There is no evidence of this root in The Etymologies of the 1930s; in this period ᴹQ. Melko was derived from ᴹ√MIL(IK) “✱greed, lust” (Ety/MIL-IK). The root appears a number of times in Tolkien’s later writings, always as the basis for Q. Melkor. The root melk- was mention in notes associated with the essay Athrabeth Finrod ah Andreth from around 1959, where Tolkien said it “means ‘power’ as force and strength” (MR/350). The root appears as √MELEK “great, mighty, powerful, strong” (rejected) or mbelek “large, great” in notes from the late 1950s or early 1960s, connected to both S. beleg and Q. Melkor (PE17/115). The root √MBELEK is implied by Tolkien’s etymology of Q. Melkor in the Quendi and Eldar essay from 1959-60, being derived from ✶Mbelekōre “He who arises in Might” (WJ/402).

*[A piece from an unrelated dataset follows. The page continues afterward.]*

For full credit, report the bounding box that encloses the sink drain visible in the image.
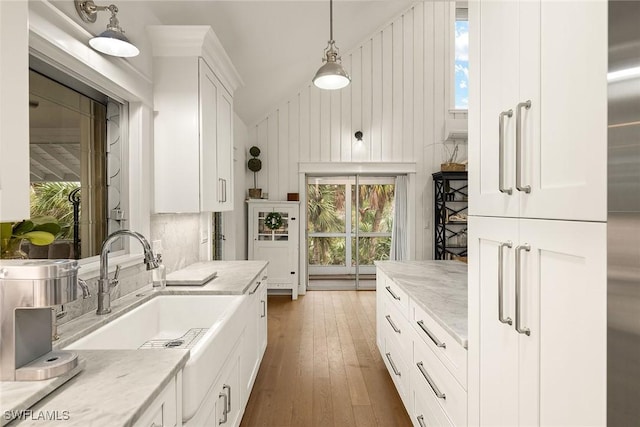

It seems Tolkien vacillated on whether Q. Melkor and S. beleg were related. The root may have been √MELEK, unrelated to √BEL. Alternately, it may have been √MBELEK, but the various mutations of S. beleg “great” show no signs of primitive initial mb-. Thus, it seems the strengthening to mb- either occurred only in Quenya, or it enhanced the meaning of the root from “large, great” to “powerful, mighty”.
Neo-Eldarin: For purposes of Neo-Eldarin, I prefer the last of these theories.